Article ID | Journal | Published Year | Pages | File Type |
---|---|---|---|---|
487981 | Procedia Computer Science | 2013 | 6 Pages |
Dynamic numerical weather prediction models have been designed to deal with large-scale, highly predictable midlatitude atmospheric patterns. However, the capability of these models to simulate thermodynamically driven warm-season rainfall events, such as afternoon airmass thunderstorm formation in subtropical summers, is highly limited. Current methods of addressing this issue have included ensemble numerical weather prediction simulations, where an ensemble mean of multiple simulations with varied model physics is used as an improved prediction over any individual ensemble member.

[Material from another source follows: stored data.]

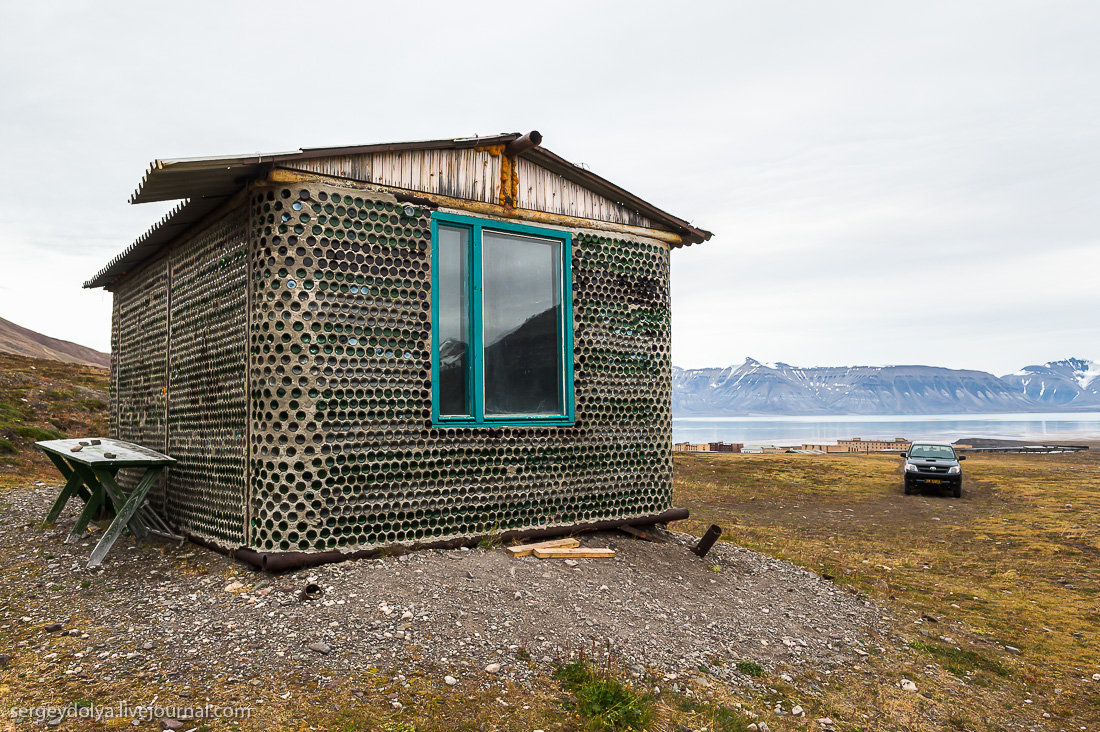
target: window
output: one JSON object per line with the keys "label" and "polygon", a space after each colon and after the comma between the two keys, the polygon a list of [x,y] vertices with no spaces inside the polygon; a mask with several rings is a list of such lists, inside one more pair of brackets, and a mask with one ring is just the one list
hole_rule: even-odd
{"label": "window", "polygon": [[573,423],[569,234],[432,215],[432,420]]}

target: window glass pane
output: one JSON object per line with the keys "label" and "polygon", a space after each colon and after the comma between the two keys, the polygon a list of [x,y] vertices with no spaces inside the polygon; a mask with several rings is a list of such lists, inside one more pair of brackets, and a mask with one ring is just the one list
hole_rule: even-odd
{"label": "window glass pane", "polygon": [[485,414],[562,414],[561,242],[484,231]]}
{"label": "window glass pane", "polygon": [[470,232],[440,226],[438,237],[439,413],[470,415]]}

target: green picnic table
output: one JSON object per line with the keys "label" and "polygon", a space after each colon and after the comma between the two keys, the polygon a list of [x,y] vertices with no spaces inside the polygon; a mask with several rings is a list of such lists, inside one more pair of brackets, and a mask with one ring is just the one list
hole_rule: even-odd
{"label": "green picnic table", "polygon": [[[83,537],[88,522],[101,508],[114,506],[115,518],[92,550],[88,559],[89,567],[99,566],[111,545],[127,526],[139,539],[148,539],[152,535],[183,540],[183,537],[173,533],[152,506],[145,503],[145,497],[156,483],[157,476],[164,468],[176,462],[174,458],[141,445],[107,438],[48,440],[36,442],[35,445],[46,453],[66,479],[61,494],[46,515],[46,522],[56,521],[61,515],[61,509],[65,508],[65,504],[74,495],[84,501],[84,508],[77,516],[76,524],[69,533],[69,538],[65,540],[66,544],[79,541]],[[141,480],[129,495],[115,480],[122,468],[145,469]]]}

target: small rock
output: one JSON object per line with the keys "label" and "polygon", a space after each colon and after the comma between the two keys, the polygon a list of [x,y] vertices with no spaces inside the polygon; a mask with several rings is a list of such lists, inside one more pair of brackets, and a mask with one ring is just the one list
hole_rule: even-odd
{"label": "small rock", "polygon": [[474,578],[474,573],[467,569],[466,570],[466,579],[473,579],[473,578]]}
{"label": "small rock", "polygon": [[760,728],[756,726],[756,722],[753,722],[752,724],[750,724],[745,729],[747,729],[749,732],[756,732]]}
{"label": "small rock", "polygon": [[1092,675],[1092,680],[1093,681],[1100,681],[1100,674],[1093,674]]}
{"label": "small rock", "polygon": [[898,686],[900,686],[903,691],[916,691],[917,690],[917,685],[914,684],[909,679],[902,679],[901,682],[898,684]]}
{"label": "small rock", "polygon": [[757,722],[756,729],[760,732],[772,732],[772,728],[768,726],[767,722]]}
{"label": "small rock", "polygon": [[238,592],[244,589],[244,584],[241,582],[230,582],[225,586],[226,592]]}
{"label": "small rock", "polygon": [[1016,646],[1005,646],[1005,650],[1008,651],[1009,653],[1014,653],[1017,656],[1020,655],[1020,649],[1017,648]]}
{"label": "small rock", "polygon": [[802,711],[801,706],[799,706],[798,704],[795,704],[793,707],[791,707],[791,716],[793,716],[793,717],[805,717],[806,712]]}
{"label": "small rock", "polygon": [[151,650],[153,650],[153,644],[146,641],[145,643],[141,644],[141,649],[143,651],[151,651]]}
{"label": "small rock", "polygon": [[572,560],[572,559],[566,559],[565,560],[565,566],[566,567],[576,567],[577,564],[578,563],[576,561]]}
{"label": "small rock", "polygon": [[327,655],[328,652],[330,650],[332,650],[328,647],[328,644],[321,643],[320,641],[318,641],[317,643],[310,643],[308,646],[306,646],[306,648],[308,648],[311,651],[316,651],[317,653],[320,653],[322,656]]}
{"label": "small rock", "polygon": [[820,724],[822,727],[833,726],[833,720],[829,719],[828,717],[818,717],[817,723]]}
{"label": "small rock", "polygon": [[9,663],[11,663],[11,654],[0,653],[0,668],[7,668]]}
{"label": "small rock", "polygon": [[50,623],[46,626],[47,633],[56,633],[59,630],[61,630],[61,623]]}
{"label": "small rock", "polygon": [[160,720],[161,729],[183,729],[183,722],[178,719],[162,719]]}
{"label": "small rock", "polygon": [[490,663],[485,667],[485,673],[487,674],[495,674],[497,671],[500,671],[499,663]]}
{"label": "small rock", "polygon": [[447,686],[454,686],[458,683],[458,679],[456,679],[454,676],[444,676],[443,683]]}

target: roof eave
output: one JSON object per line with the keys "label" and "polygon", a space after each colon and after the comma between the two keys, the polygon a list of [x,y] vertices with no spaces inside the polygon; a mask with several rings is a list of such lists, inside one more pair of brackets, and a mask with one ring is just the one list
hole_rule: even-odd
{"label": "roof eave", "polygon": [[657,208],[652,203],[635,196],[630,191],[620,188],[611,181],[596,175],[590,170],[582,168],[578,165],[574,165],[565,158],[557,155],[546,148],[539,146],[530,150],[520,157],[527,157],[532,161],[538,162],[548,170],[557,173],[558,175],[568,180],[595,190],[597,193],[610,198],[611,200],[621,203],[625,206],[633,208],[638,213],[644,214],[647,217],[656,220],[658,223],[670,226],[685,239],[685,244],[701,244],[713,236],[713,234],[706,229],[699,229],[692,226],[687,221],[681,218],[673,216],[672,214]]}

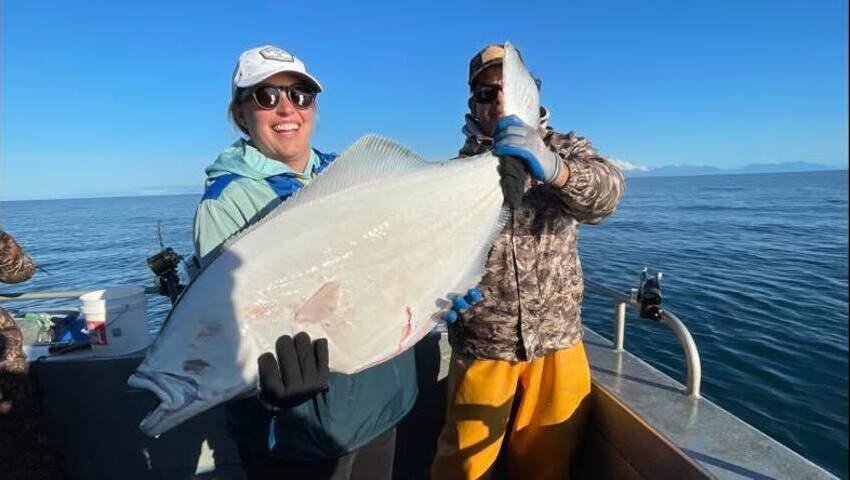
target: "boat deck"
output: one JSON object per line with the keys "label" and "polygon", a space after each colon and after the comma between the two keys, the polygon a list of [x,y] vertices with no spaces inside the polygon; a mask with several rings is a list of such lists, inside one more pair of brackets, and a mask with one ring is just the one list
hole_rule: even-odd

These approaches still yield only modest skill primarily due to inherent biases in each ensemble member. As such, the current research will utilize machine learning to combine logically ensemble members into a single prediction of warm-season rainfall. In particular, a support vector machine classification scheme that employs members of a 30 member ensemble as predictors and observed rainfall patterns as a predictand will be formulated on multiple warm-season rainfall days in an effort to develop an improved prognosis of warm-season rainfall that can be implemented in operational meteorology forecasts. The primary goal of the work is to obtain a statistically significant improvement of predictive skill over currently utilized ensemble member approaches.